Si ici et là, la critique parle de Fragments comme d’un solo ou d’un seul en scène, le metteur en scène Charles Berling a travaillé à quelque chose de beaucoup plus subtile où Bérengère Warluzel, équipée d’un micro à peine perceptible, joue de sa présence physique au plateau, alors que sa voix est relayée et amplifiée, enveloppant tout l’espace de la scène. De ce dispositif, naît un effet dramaturgique où la voix de la comédienne s’incarne comme le relai d’une pensée vivante qui vient d’outre-tombe. Manière chez Charles Berling de rendre sonore un dialogue intérieur, un dialogue avec soi-même, un « Penché sur soi »[2] et Arendt où la parole suspendue se fait adresse et est destinée non seulement au jeu de scène, mais également vient directement interpellé le spectateur. Un dialogue avec soi-même construit encore sur la présence de ces témoins que sont les enfants et qui, parfois, dans un rapport d’interchangeabilité s’approprient le texte d’Arendt et ses idées, parfois aussi ses dessins qu’une installation vidéo permet de partager dans leur réalisation.

Charles Berling travaille ainsi, recourant à de multiples formes de duplication (entretien, rencontre avec des journalistes, présence du public sur scène, etc.) à mettre en chantier l’idée maîtresse de Fragments : « comment partager le goût de la pensée ? comment initier la pensée chez les uns et les autres ? »

C’est, me semble-t-il, au-delà du contenu du récit, ce souci de l’adresse qui impose une dramaturgie du fragment. C’est-à-dire, au sens où Pontalis s’en explique quand il interroge la singularité du fragment, une manière de trouer l’œuvre d’Arendt et de créer ainsi des espaces qui favorisent le dialogue avec elle et les différents paysages qu’elle convoque. Paysages de souvenirs d’enfance, de l’exil, de l’Histoire… que Charles Berling disposent au plateau. Fragments, chez Berling, chez le metteur en scène, se décline ainsi sous la forme de petites touches qui touchent non seulement l’oreille, mais sollicitent aussi le regard, écartant l’œuvre imposante de Arendt d’une sacralité qui la priverait du public à qui elle s’adressait.
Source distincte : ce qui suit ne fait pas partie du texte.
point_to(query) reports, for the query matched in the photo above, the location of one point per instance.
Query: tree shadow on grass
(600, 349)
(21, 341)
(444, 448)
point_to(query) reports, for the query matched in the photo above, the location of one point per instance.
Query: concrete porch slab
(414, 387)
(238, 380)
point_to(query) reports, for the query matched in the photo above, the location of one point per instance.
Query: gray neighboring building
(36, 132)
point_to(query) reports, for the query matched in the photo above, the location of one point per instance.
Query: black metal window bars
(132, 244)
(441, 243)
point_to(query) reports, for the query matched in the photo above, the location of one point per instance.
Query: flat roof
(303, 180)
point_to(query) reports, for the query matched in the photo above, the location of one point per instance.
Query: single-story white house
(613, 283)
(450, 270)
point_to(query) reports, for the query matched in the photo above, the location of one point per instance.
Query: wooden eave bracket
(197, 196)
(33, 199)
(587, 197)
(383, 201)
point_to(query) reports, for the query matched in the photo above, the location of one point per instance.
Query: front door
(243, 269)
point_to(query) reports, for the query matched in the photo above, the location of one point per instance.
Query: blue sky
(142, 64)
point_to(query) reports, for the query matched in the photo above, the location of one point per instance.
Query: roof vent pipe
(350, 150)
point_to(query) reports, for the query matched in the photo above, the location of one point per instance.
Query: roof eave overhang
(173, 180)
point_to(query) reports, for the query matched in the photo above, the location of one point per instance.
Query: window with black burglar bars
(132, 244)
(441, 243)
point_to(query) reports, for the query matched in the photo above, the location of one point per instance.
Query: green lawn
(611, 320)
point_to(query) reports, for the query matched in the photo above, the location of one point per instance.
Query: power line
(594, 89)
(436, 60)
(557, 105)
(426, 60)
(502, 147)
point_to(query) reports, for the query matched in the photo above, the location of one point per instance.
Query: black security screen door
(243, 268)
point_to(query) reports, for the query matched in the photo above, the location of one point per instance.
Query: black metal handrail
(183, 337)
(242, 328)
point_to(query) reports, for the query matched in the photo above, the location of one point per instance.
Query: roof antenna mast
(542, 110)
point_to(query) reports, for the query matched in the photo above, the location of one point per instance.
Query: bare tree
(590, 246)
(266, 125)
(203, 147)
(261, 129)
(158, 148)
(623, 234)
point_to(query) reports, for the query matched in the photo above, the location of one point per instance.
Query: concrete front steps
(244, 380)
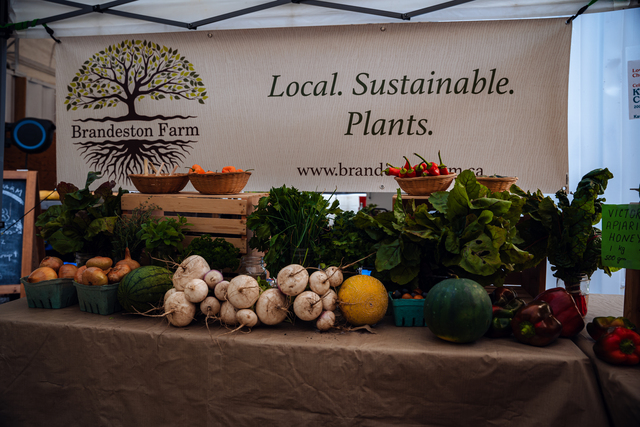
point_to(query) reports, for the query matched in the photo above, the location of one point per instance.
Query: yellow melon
(363, 300)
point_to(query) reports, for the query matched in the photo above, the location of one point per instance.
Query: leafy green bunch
(163, 237)
(565, 232)
(85, 220)
(470, 233)
(218, 253)
(346, 243)
(288, 219)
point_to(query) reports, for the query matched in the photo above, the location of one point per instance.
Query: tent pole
(4, 19)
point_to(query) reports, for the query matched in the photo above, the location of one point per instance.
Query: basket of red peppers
(423, 178)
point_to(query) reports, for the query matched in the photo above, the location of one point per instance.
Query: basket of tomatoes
(229, 181)
(423, 178)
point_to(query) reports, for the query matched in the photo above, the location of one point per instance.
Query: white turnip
(210, 306)
(307, 306)
(293, 279)
(335, 276)
(213, 277)
(246, 317)
(178, 310)
(330, 300)
(196, 290)
(272, 307)
(326, 321)
(220, 290)
(243, 291)
(228, 313)
(193, 267)
(319, 282)
(169, 293)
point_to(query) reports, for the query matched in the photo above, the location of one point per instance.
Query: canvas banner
(320, 108)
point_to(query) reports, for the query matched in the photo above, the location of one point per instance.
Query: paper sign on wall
(621, 236)
(319, 108)
(634, 89)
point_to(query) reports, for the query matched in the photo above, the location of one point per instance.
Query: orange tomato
(196, 169)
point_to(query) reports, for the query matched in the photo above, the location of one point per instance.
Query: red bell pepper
(535, 324)
(621, 346)
(600, 326)
(564, 308)
(442, 167)
(391, 170)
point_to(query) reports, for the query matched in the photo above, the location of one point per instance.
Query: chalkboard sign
(13, 194)
(20, 249)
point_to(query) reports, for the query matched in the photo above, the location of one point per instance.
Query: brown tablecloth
(69, 368)
(620, 384)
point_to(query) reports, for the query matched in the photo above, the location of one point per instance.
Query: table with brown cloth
(69, 368)
(620, 384)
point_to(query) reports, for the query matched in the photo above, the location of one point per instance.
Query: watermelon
(458, 310)
(144, 288)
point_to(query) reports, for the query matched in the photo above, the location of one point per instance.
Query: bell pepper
(502, 295)
(407, 170)
(442, 167)
(391, 170)
(600, 326)
(535, 324)
(501, 321)
(564, 308)
(621, 346)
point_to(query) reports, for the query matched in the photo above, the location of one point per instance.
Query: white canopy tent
(599, 131)
(87, 17)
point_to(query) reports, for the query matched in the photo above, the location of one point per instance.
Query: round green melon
(458, 310)
(143, 289)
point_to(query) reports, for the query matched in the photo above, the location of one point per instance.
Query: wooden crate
(222, 216)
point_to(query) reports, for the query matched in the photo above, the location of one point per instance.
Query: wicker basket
(425, 185)
(219, 183)
(497, 184)
(162, 184)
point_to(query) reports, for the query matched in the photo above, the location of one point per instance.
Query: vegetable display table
(620, 384)
(66, 367)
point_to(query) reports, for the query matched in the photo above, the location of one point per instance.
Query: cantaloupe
(363, 300)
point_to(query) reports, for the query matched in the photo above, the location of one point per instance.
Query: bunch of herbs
(288, 224)
(126, 233)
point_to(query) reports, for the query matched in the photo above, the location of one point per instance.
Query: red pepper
(600, 326)
(432, 167)
(564, 308)
(621, 346)
(442, 167)
(407, 171)
(534, 324)
(391, 170)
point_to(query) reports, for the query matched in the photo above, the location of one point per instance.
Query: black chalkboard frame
(32, 246)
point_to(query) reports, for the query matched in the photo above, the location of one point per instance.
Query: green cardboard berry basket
(56, 293)
(98, 299)
(407, 312)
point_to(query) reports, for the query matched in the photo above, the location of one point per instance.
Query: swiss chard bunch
(565, 232)
(471, 233)
(85, 220)
(163, 237)
(218, 253)
(346, 243)
(286, 220)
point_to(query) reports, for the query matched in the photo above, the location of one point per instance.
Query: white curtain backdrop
(600, 132)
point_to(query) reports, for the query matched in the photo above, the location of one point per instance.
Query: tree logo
(125, 74)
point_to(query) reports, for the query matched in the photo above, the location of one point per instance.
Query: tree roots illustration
(117, 159)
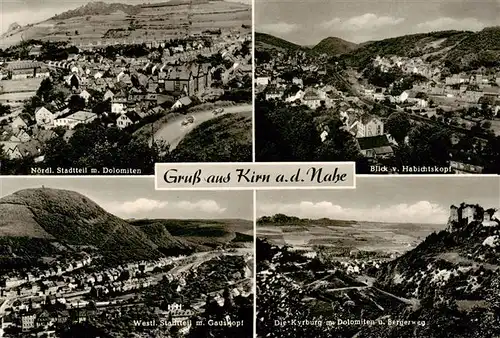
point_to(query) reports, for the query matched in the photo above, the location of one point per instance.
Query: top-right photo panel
(403, 87)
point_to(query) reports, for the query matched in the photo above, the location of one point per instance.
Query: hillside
(109, 23)
(334, 46)
(267, 41)
(198, 234)
(457, 50)
(97, 8)
(454, 275)
(281, 219)
(227, 138)
(480, 49)
(71, 218)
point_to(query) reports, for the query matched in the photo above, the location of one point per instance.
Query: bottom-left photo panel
(101, 257)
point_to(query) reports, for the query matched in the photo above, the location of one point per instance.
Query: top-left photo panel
(111, 88)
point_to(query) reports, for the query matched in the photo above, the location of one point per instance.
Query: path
(173, 132)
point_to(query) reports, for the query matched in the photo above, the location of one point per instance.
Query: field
(146, 23)
(364, 236)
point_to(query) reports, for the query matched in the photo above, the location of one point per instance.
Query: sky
(307, 22)
(31, 11)
(385, 199)
(136, 198)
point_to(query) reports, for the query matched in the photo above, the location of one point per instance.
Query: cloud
(451, 24)
(366, 21)
(279, 28)
(145, 205)
(419, 212)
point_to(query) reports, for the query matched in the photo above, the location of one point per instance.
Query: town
(43, 302)
(119, 103)
(377, 109)
(75, 267)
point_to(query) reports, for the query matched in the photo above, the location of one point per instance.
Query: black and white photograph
(409, 87)
(112, 87)
(396, 257)
(94, 257)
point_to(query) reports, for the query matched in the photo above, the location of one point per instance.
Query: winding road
(173, 132)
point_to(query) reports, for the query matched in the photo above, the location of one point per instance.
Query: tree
(429, 145)
(398, 125)
(4, 109)
(76, 102)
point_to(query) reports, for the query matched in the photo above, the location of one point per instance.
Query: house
(262, 80)
(19, 123)
(366, 126)
(404, 96)
(312, 98)
(26, 69)
(182, 102)
(375, 146)
(118, 104)
(35, 51)
(11, 149)
(28, 321)
(298, 82)
(72, 119)
(44, 117)
(274, 93)
(189, 80)
(465, 168)
(21, 136)
(74, 81)
(127, 119)
(85, 95)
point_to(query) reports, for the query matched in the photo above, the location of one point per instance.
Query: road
(413, 117)
(172, 132)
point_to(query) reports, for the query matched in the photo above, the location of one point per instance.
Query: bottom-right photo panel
(395, 257)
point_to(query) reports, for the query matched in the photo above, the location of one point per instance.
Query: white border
(206, 164)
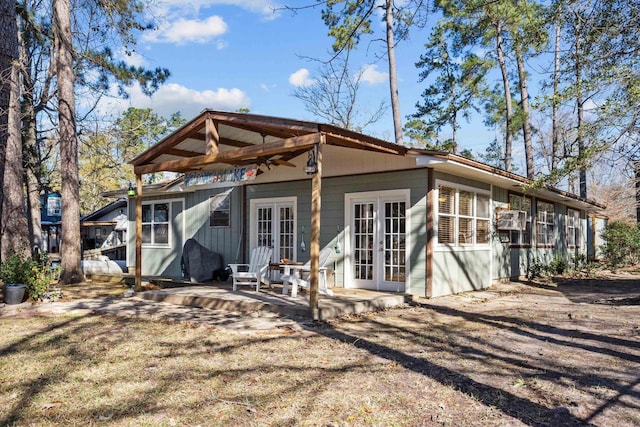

Dès lors, on regarde les dessins naïfs, les piles de livres, les gestes tendres et rares, la danse de Bérengère Warluzel, comme on écoute les éclats de la pensée d’Arendt, la voix souple et presque maternelle de la comédienne, les questions des enfants qui viennent s’intercaler… comme un monde où traits et sons s’accordent et relaient une dramaturgie de l’hospitalité.

Mot thème que celui-là, dans la mise en scène de Charles Berling qui, exigeant une écoute, donne au spectateur, le goût et le désir d’écouter, comme la volonté d’entendre et de comprendre.

Et de se dire qu’à la question augurale que posait Arendt « comment faire naître le désir de penser ? », Charles Berling, trouvant le geste juste, répond à la question d’Arendt par le théâtre. Faisant de la pratique du théâtre le lieu de tous les possibles…


[1] Le concept d’amour chez Augustin, édité chez Rivages (1999)

[2] Poème d’Arendt qui commence ainsi : « Quand je contemple ma main ­– objet étranger qui me ressemble – je ne suis dans aucun pays, je ne suis soumise à aucun présent, aucun ici, je ne suis soumise à rien… », in Heureux celui qui n’a pas de patrie, poèmes de pensée.


[1] Offrir Le petit théâtre de Hannah Arendt de Marion Müller-Colard et Clémence Pollet qui rapportent ce souvenir et bien d’autres, ainsi que sa pensée sous la forme d’un conte philosophique adressé à tous les publics.